I don’t like the phrase “mental illness” because of the portrayal of people mental illness in popular culture—scary, erratic, irrational. I want to appear normal, steady, and have-it-all-together, not someone who lives with a mental illness.

***

When I first learned of the “dark night of the soul,” I wondered if that’s what I experienced. I asked one of my seminary professors and he quickly responded, “No, that’s depression, not the dark night.”

“How can you tell the difference?” I asked.
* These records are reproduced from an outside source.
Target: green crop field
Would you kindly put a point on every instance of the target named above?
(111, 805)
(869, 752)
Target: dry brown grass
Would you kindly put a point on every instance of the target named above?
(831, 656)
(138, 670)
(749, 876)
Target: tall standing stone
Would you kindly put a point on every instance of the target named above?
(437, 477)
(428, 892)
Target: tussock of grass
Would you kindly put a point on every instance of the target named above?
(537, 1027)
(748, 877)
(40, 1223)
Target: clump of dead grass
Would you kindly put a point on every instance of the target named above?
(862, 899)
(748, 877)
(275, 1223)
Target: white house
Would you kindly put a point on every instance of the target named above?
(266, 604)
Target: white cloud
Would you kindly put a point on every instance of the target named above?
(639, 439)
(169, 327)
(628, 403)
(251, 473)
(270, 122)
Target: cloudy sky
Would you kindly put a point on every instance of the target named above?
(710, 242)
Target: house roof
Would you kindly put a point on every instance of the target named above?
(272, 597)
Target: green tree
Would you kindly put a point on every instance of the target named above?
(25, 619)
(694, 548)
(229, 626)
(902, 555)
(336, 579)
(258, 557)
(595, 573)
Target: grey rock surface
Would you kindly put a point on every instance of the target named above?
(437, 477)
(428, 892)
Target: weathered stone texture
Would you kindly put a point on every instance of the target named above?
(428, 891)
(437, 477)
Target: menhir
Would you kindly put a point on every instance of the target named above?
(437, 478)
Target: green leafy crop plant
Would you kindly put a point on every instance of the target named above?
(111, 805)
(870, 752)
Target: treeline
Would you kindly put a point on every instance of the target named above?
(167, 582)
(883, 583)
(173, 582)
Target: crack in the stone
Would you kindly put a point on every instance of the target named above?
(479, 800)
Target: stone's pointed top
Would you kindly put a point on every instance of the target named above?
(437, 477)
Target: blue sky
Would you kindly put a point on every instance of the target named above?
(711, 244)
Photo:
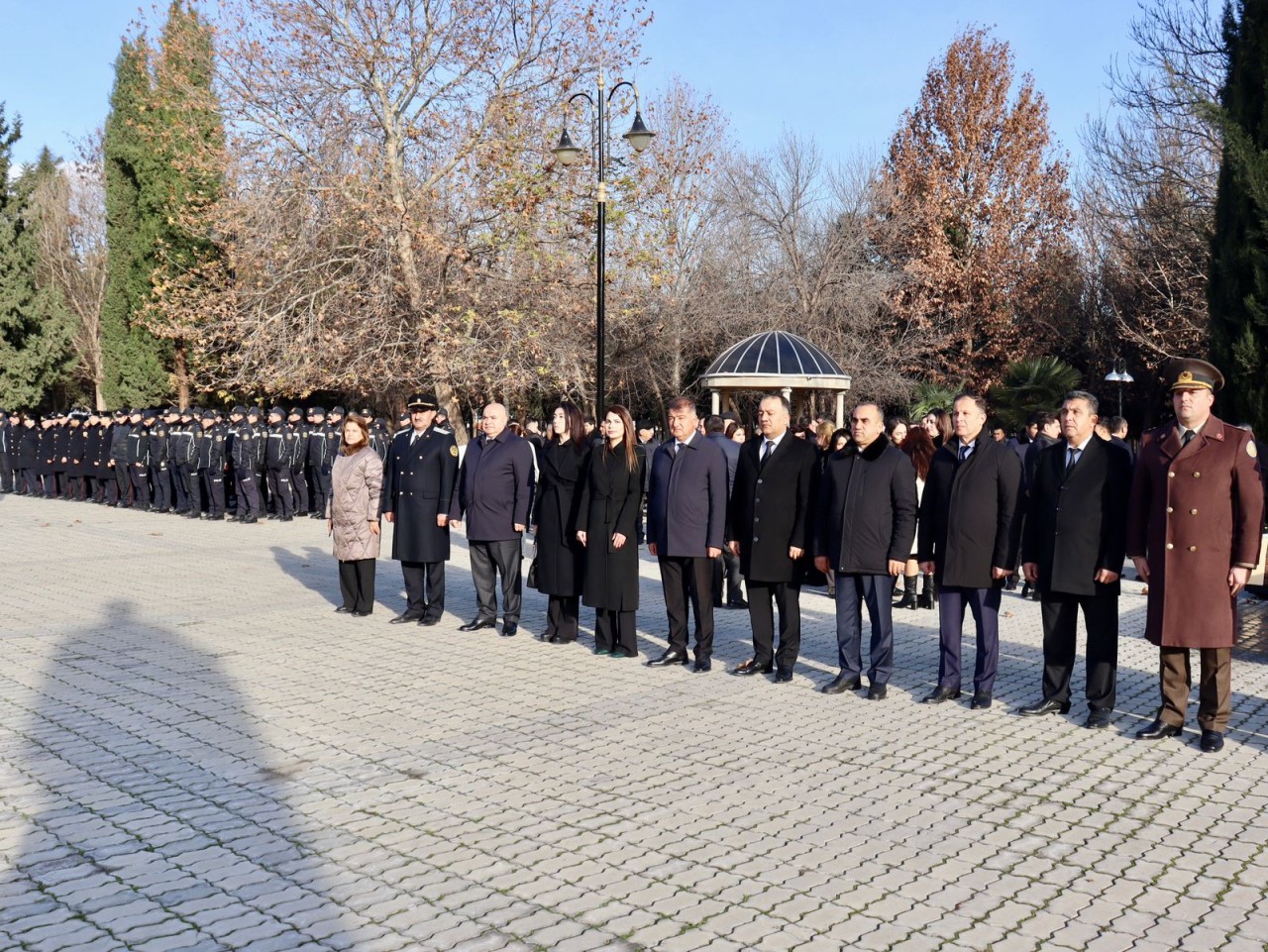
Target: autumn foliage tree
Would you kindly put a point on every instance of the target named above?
(983, 209)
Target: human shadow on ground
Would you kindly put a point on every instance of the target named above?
(150, 807)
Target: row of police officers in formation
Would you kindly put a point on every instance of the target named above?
(197, 463)
(1187, 511)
In the dark night you still function in life and you have full expression of your emotions,” he said. “With the dark night God is silent. God’s silence is leading you into a deeper or newer form of prayer.”

***

A wise friend suggested that I “befriend my depression” which seemed ridiculous to me. Nevertheless, I’ve pondered this idea and I have come to understand that to befriend my depression is to accept it as an essential part of me as much as my delight at a good joke. To befriend my depression means not disowning and heaping shame on this part of me in an attempt to appear normal. I will never be cured of my depression but medication helps me manage it. I know I will need to introduce this friend to future doctors as “my friend.”

I consider my daily pill as a gift from God. And because that pill is a gift from God it is a daily reminder of my dependency on God. I cannot make myself whole, only God can and there is the grace which allows me to befriend my depression.